I was thinking too about asking her to take a small break from this man, to allow him to show her his true feelings and his intentions with the relationship. If he fights for her or takes the opportunity to run very fast in the other direction. This gives him the chance to show her his feelings.

just some thoughts.

huge hugs

Sarah

Hi Sarah,

thank you so much for your reply.

You have made me definitely think of something differently! I don’t want him to be with me because he’s scared. I’m not that person. That makes me feel really unwell.

I feel like I need to clarify a few things with him today. Which is going to be very hard but I guess it needs to be said.

1) if this does go all pear shaped are you just going to rid me out of your life or would you fight to keep me in it?

2) Are you with me because you are scared of what I’ll do? Not only to myself but to you.

I’ll figure it out and hopefully get some answers. You are right though, I do need to take a break to discover his true feelings! Breaking it off is the hard part..

hugs x

Dear Periwinkle2

Hello and welcome to the forum. It's great you have joined the conversation and I hope we are being helpful and constructive. Sarah's posts are right on the mark. You did the work yourself even though you had encouragement.

Let me tell you a little of my story. I found Purple4's posts such a trigger to thoughts and feelings I thought I had got over. No I was not in love with my therapist but I did depend on him and he fostered the dependence. He was a fraud but by the time this was discovered I had been going to him for three years. As we are supposed to do in therapy I told him personal 'stuff' about me and the thought that he then told this to his lawyer and the police, plus anyone else he felt like talking to just makes me cringe. He is still asserting I have a mental illness (I was depressed) to the extent that I had to get a letter from a psychiatrist saying I have no such mental illness. Who would believe him given his fraud but as they say, mud sticks.

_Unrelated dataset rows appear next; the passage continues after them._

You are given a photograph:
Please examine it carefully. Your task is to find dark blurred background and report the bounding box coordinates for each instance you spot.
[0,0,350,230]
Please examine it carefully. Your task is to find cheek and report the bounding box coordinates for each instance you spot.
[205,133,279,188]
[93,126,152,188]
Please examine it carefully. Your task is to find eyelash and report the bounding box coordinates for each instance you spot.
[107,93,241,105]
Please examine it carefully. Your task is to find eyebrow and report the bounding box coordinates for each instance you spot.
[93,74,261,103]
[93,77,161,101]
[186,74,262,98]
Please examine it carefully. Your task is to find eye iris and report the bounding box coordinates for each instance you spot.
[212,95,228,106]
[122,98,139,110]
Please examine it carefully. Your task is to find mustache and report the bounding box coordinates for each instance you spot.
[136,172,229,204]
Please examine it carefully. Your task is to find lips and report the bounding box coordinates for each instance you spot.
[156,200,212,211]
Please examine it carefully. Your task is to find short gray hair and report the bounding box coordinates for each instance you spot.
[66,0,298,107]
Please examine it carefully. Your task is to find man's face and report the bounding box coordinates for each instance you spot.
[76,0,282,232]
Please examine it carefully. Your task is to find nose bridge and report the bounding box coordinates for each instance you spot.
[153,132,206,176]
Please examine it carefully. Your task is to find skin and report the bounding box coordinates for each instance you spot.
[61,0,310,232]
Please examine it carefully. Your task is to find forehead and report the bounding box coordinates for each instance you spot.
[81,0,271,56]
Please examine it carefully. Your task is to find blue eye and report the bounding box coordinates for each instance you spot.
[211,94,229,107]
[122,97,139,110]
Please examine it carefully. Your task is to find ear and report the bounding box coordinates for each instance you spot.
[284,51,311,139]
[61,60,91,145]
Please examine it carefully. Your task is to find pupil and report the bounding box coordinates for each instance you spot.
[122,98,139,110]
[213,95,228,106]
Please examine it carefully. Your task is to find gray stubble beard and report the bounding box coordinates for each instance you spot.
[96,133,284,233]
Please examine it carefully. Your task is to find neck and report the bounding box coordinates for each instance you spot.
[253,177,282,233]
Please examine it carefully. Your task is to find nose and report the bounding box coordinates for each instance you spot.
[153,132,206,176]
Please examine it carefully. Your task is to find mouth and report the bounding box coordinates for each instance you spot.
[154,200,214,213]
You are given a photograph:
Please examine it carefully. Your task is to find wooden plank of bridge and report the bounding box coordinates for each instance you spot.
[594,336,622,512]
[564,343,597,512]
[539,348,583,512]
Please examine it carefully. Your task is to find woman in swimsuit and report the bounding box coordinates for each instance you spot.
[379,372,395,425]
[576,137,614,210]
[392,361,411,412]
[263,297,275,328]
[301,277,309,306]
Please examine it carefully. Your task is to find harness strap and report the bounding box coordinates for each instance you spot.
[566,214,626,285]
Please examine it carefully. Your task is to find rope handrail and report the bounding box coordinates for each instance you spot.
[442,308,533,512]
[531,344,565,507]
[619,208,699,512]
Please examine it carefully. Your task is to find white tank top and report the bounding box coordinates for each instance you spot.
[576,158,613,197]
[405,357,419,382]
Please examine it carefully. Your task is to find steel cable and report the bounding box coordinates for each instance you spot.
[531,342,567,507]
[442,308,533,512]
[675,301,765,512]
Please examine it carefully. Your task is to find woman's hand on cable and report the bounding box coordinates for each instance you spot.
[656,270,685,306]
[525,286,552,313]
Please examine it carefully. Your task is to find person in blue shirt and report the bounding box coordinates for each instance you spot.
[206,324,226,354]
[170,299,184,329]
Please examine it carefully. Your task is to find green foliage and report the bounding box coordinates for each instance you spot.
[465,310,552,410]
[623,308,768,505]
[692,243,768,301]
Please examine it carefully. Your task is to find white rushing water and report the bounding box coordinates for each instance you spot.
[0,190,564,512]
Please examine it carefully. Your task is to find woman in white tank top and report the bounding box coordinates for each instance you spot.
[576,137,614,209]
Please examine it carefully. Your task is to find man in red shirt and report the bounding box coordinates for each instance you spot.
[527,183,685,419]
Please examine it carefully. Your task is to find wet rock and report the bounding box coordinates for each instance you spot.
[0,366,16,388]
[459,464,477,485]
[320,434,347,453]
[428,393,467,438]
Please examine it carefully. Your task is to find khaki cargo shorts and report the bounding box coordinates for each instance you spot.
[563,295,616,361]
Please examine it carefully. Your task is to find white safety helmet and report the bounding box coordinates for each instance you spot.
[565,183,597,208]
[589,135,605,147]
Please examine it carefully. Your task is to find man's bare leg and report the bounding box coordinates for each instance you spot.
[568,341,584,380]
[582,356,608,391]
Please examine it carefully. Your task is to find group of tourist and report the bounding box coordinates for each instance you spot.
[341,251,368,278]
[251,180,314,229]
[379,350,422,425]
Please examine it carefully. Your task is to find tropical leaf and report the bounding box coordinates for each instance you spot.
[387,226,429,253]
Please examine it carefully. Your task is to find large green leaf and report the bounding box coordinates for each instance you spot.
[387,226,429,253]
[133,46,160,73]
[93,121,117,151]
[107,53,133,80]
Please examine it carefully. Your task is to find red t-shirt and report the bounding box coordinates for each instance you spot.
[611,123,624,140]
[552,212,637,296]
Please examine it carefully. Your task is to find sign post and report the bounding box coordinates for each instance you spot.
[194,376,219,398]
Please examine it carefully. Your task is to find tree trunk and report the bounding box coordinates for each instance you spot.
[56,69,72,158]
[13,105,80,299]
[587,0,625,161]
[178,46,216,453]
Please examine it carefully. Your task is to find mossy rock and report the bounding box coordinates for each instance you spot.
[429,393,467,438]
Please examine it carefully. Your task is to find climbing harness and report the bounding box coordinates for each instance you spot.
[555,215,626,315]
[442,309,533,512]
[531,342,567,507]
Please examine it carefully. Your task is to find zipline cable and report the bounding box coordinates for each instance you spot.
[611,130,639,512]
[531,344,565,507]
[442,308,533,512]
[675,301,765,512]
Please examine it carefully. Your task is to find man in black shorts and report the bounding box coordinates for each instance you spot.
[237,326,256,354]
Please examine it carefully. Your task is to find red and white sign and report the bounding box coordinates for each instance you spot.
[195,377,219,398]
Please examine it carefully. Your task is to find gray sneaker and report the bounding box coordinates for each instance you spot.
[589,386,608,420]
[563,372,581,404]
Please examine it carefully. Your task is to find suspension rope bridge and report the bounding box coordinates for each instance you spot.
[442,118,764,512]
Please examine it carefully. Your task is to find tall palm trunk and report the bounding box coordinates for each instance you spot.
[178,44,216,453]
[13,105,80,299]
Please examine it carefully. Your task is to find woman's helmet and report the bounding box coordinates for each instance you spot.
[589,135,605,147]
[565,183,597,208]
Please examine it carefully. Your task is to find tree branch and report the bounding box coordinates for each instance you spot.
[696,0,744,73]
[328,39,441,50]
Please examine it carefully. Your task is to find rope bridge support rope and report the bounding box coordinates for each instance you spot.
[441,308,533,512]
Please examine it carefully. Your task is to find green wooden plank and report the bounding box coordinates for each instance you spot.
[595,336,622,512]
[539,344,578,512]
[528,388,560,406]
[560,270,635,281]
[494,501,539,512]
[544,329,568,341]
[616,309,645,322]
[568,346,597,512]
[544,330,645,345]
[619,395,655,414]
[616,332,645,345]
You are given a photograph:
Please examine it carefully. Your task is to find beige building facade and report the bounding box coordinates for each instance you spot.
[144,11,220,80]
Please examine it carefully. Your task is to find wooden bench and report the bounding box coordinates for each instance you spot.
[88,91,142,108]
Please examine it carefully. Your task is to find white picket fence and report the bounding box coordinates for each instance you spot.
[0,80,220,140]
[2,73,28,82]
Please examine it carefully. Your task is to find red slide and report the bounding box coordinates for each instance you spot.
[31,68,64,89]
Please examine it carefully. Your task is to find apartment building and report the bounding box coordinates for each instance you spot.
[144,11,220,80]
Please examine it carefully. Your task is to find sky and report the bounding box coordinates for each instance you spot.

I know this is a different situation to yours and I am not saying your psych has committed a criminal offence. He is accountable for his actions no matter when your romantic relationship started. It's hardly surprising he feels worried about getting into trouble. By definition, anyone who needs the help of a therapist is vulnerable. This is you. Before starting any kind of relationship he should have sent you to another therapist, had no contact with you for at least three months, then started to see you romantically if you and he were still interested..

I'm sorry if I sound harsh and dogmatic. It has taken me five years of hard work to heal to get to where I am at the moment and five minutes to go back to the start. I really get that you do not want anything to happen to this man. My fear is the same as others who have written here, that he may have abused others in the same way but got away with it. Also that he will cause you a great deal of grief in the future. You do not deserve this. Professional relationships with a therapist include trust and safety both components that are sadly lacking here.

I am worried for you. You are quite correct saying it's your decision but please think about the implications. Your mom loves you and wants the best for you. She is the best friend you have at the moment.